Conscient des conséquences financières d'une telle mesure pour les collectivités concernées, votre rapporteur a demandé aux services du ministère un chiffrage de la perte de recettes résultant de l'instauration de ce principe de gratuité sur l'ensemble des places. Cet exercice s'avère très délicat d'une part, parce que le nombre de cartes de stationnement actuellement en circulation n'est pas précisément connu - il est estimé à 1,5 million -, d'autre part, parce que les règles applicables en matière de redevance sont différentes d'une commune à l'autre. Qui plus est, le montant des recettes annuelles de stationnement sur voirie varie, selon les sources, entre 400 millions et 540 millions d'euros. Dans ces conditions, tout chiffrage serait très approximatif.

Par ailleurs, il convient de ne pas « écraser » la disposition de l'article L. 241-3-2 du code de l'action sociale et des familles selon laquelle les titulaires de la carte de stationnement bénéficient des mesures spécifiques qui peuvent être prises en leur faveur par les autorités compétentes car ces mesures ne se limitent pas nécessairement à la gratuité du stationnement. Pour cette raison, la proposition de loi, issue des travaux de votre commission, maintient cette disposition.

2. La nécessité d'encadrer la non-limitation de la durée du stationnement pour les titulaires de la carte

La non-limitation de la durée du stationnement pour les titulaires de la carte pourrait donner lieu à des pratiques abusives se traduisant par un stationnement d'une durée manifestement excessive (plusieurs jours, une semaine voire plus), ce qui, de fait, pénaliserait les autres usagers, qu'ils soient en situation de handicap ou non.
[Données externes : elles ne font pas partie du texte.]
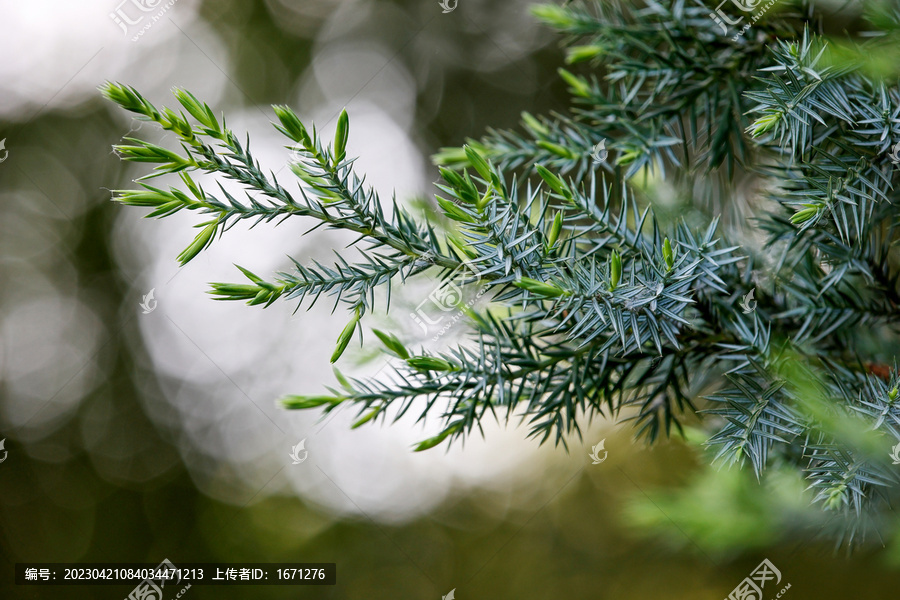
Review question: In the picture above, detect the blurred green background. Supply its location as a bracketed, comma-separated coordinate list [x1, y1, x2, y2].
[0, 0, 900, 600]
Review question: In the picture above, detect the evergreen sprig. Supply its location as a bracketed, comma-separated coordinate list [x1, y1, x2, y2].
[102, 0, 900, 542]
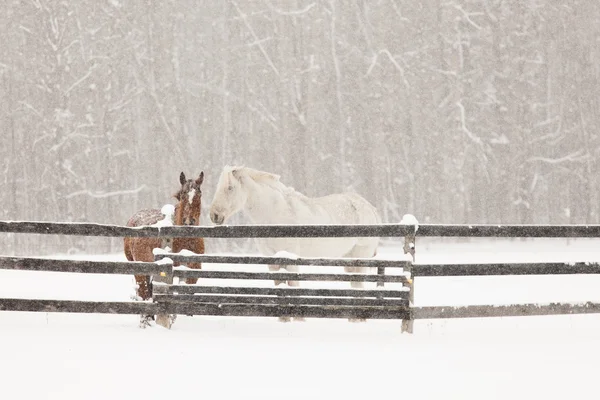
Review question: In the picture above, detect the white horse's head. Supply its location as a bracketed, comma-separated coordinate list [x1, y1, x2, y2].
[210, 166, 248, 225]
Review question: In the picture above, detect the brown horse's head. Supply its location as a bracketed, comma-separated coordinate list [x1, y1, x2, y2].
[175, 171, 204, 225]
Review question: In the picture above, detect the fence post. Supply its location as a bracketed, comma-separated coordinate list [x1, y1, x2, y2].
[153, 258, 174, 329]
[401, 214, 418, 333]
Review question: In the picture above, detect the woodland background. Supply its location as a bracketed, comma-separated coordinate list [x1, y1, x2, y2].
[0, 0, 600, 253]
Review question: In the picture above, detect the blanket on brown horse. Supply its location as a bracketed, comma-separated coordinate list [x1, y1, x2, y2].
[124, 172, 204, 300]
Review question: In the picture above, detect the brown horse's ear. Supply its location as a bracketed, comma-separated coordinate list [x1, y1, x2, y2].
[196, 171, 204, 186]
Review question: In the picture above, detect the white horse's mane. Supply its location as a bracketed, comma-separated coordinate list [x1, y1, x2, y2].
[223, 165, 306, 197]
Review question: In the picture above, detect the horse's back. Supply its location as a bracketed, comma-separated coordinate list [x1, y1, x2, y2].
[314, 192, 380, 225]
[123, 208, 164, 262]
[127, 208, 164, 226]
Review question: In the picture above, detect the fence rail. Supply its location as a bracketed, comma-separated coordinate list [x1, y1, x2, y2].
[412, 262, 600, 277]
[0, 299, 160, 315]
[0, 217, 600, 332]
[0, 221, 600, 238]
[0, 257, 171, 275]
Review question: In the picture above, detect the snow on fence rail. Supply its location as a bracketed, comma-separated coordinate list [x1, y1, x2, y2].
[5, 221, 600, 238]
[0, 220, 600, 332]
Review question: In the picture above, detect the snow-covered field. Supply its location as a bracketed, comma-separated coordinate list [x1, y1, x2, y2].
[0, 239, 600, 400]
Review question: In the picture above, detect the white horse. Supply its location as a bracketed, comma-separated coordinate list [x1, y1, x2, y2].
[210, 166, 380, 288]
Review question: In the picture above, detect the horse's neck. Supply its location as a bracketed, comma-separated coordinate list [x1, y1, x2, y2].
[244, 180, 305, 223]
[173, 203, 183, 225]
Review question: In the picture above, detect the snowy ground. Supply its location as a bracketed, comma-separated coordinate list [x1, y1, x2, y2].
[0, 239, 600, 400]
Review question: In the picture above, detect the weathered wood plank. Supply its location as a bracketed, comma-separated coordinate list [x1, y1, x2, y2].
[0, 221, 600, 238]
[154, 253, 410, 268]
[154, 253, 410, 268]
[0, 221, 414, 238]
[153, 294, 408, 307]
[418, 224, 600, 238]
[412, 262, 600, 276]
[154, 285, 408, 299]
[165, 303, 409, 319]
[411, 302, 600, 319]
[0, 299, 160, 315]
[0, 257, 171, 275]
[173, 268, 406, 282]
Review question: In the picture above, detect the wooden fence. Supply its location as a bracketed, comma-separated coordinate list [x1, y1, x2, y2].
[0, 221, 600, 332]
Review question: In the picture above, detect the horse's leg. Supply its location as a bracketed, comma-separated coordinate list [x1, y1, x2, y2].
[269, 264, 292, 322]
[283, 265, 305, 321]
[269, 264, 286, 286]
[131, 238, 157, 328]
[344, 245, 375, 322]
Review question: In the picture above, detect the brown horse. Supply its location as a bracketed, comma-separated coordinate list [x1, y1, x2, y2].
[124, 171, 204, 306]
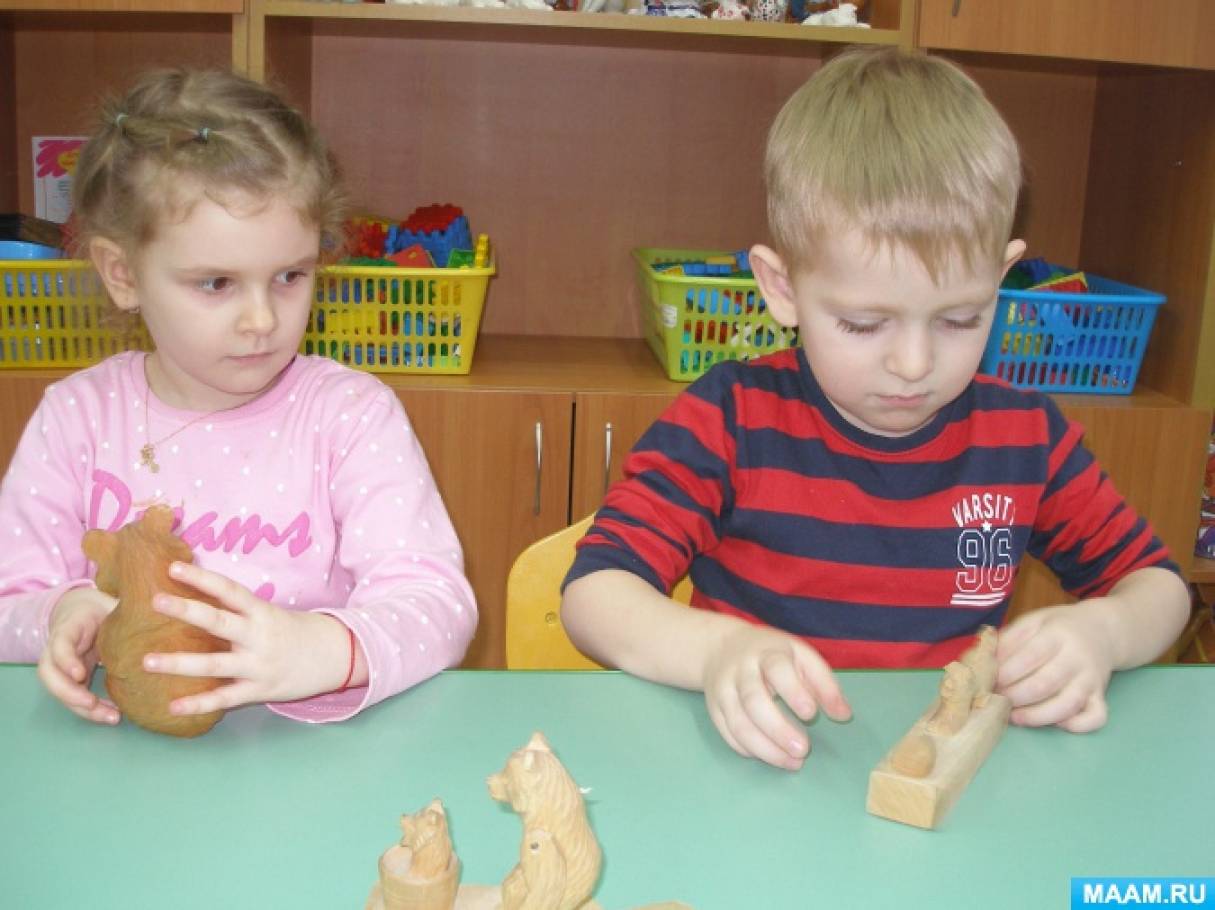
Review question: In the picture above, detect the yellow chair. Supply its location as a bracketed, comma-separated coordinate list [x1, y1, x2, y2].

Pour éviter ce phénomène dit des « voitures ventouses », votre commission, à l'initiative de son rapporteur, a tenu à insérer, à l'article L. 241-3-2 précité, la disposition selon laquelle que les autorités compétentes ont la possibilité de fixer une durée maximale de stationnement, qui ne pourra toutefois être inférieure à douze heures afin de ne pas retomber dans les travers actuels d'une durée limitée à quelques heures seulement.

Il s'agit, par cette disposition, de prévenir les dérives, tout en respectant le principe de la libre administration des collectivités territoriales.

3. La volonté de ne pas bouleverser l'économie des conventions de délégation de service public en vigueur

L'obligation de conclure, dans les trois ans, un avenant aux contrats de délégation de service public relatifs à la gestion des parcs de stationnement à usage public, comme le prévoit la proposition de loi initiale, va bouleverser l'économie des contrats actuellement en vigueur du fait de la perte de recettes induite par l'application du principe de gratuité.

Une telle disposition est source de contentieux puisqu'en application de la jurisprudence, la légalité d'un avenant s'apprécie au regard de l'absence de modification d'un élément substantiel du contrat de délégation de service public. Or la diminution des recettes constitue bien une modification substantielle du contrat initial. La jurisprudence précise, en outre, que lorsqu'un avenant bouleverse l'économie d'un contrat de délégation de service public, il convient d'engager une nouvelle procédure de mise en concurrence prévue à l'article L.1411-1 du code général des collectivités territoriales.

Afin d'éviter tout risque juridique, la nouvelle rédaction issue des travaux de votre commission prévoit que le principe de gratuité et de non-limitation de la durée du stationnement ne s'applique, pour les parcs de stationnement actuellement gérés en délégation de service public, qu'à compter du renouvellement des contrats.

4. Le gage

De façon classique, l'article 2 a pour objet de gager les charges pouvant résulter de la proposition de loi par la création d'une taxe additionnelle aux droits sur les tabacs prévus aux articles 575 et 575 A du code général des impôts.

Sachant que la perte de recettes résultant de l'application de ce texte concernerait les collectivités territoriales, il aurait été préférable d'attribuer le produit de cette nouvelle taxe au bénéfice de ces dernières plutôt qu'à l'Etat.

En tout état de cause, il reviendra au Gouvernement le lever le gage en séance publique.